Court rejects BSkyB's ITV stake appeal

Tells BSkyB it must sell down stake to less than 7.5%

LONDON -- Satcaster BSkyB Thursday lost its fourth attempt to overturn a regulatory ruling that it must sell down its 17.9% stake in Britain's biggest commercial broadcaster ITV.

Three earlier legal attempts were also dismissed in what has amounted to a costly -- and thus far fruitless -- legal appeal.

Britain's court of appeal has upheld media regulator Ofcom's ruling that Sky should sell the 17.9% stake acquired in November 2006 down to 7.5% -- despite the fact the stake has plunged in value since the daring shareholder raid mounted by the then BSkyB CEO James Murdoch three years ago.

"Sky's appeal on competition issues is dismissed, so the direction that it must reduce its shareholding to less than 7.5% will stand," the court said.

Sky has already taken a £616 million ($1 billion) impairment charge the 2007/8 financial year, to account for the loss in value of the stake, but has also had to pay hefty legal costs.

Three years ago Murdoch paid more than 20% above the trading value of the ITV shares, offering 135 pence ($2.18) per share in a deal that cost the sport and movies juggernaut £940 million.
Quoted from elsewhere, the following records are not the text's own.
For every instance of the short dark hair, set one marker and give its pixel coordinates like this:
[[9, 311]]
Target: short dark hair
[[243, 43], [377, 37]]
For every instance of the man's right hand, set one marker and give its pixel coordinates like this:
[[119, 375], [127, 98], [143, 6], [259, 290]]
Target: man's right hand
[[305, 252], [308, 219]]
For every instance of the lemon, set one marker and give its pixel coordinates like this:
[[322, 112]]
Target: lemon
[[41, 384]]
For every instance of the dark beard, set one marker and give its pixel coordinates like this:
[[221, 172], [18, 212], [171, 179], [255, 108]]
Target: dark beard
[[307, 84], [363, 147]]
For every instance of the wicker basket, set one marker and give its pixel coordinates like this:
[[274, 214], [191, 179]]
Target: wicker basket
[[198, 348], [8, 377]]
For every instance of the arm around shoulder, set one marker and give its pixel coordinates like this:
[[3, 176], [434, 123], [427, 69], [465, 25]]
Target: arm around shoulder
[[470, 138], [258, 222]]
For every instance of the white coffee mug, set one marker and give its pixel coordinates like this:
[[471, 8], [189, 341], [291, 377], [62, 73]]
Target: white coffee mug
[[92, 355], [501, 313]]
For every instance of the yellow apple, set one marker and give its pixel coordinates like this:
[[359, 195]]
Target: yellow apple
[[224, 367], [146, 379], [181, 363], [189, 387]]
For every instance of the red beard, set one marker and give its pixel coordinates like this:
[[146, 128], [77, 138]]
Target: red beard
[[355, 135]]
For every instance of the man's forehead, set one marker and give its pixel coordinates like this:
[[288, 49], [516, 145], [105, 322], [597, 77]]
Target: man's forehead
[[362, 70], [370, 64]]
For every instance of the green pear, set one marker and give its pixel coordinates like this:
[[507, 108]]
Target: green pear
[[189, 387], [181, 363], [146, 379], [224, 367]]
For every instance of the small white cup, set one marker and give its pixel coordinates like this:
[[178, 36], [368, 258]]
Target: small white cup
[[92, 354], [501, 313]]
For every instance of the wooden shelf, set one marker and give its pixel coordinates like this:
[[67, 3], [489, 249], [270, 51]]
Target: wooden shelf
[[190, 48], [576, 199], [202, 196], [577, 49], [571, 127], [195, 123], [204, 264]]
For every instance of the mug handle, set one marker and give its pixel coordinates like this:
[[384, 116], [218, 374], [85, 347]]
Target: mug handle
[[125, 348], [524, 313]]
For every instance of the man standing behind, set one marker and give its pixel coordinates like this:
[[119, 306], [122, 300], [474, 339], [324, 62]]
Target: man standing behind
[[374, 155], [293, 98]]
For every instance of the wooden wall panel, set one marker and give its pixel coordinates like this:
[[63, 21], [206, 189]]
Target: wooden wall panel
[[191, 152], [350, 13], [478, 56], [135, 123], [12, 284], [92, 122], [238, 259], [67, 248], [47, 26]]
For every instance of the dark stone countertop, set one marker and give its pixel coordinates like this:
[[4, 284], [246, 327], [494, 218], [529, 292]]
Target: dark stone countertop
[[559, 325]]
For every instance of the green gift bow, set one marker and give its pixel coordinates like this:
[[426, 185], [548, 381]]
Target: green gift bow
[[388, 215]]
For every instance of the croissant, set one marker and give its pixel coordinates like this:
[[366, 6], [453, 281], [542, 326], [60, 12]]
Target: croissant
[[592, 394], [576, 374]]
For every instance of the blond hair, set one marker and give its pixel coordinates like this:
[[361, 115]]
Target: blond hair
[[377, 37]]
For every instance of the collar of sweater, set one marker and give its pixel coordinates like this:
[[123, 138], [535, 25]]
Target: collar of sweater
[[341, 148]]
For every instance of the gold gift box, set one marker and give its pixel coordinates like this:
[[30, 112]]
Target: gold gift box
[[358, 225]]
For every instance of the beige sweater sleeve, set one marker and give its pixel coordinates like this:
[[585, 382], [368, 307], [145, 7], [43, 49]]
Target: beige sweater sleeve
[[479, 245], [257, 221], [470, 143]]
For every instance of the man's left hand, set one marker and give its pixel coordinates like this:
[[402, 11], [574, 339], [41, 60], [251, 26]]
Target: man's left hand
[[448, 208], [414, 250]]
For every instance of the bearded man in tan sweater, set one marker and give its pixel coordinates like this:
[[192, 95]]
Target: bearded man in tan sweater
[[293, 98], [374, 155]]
Since then ITV shares have plunged to below 20 pence per share, but rallied in recent months to trade at 58 pence (94 cents) in early trading.

BSkyB has 28 days to consider a further and final appeal to the Supreme Court and said it "consider next steps in due course." But the satcaster is understood to be talking to possible buyers for the stake including Europe's biggest free TV group RTL. Italy's Mediaset, Goldman Sachs and Haim Saban are also reported to be interested.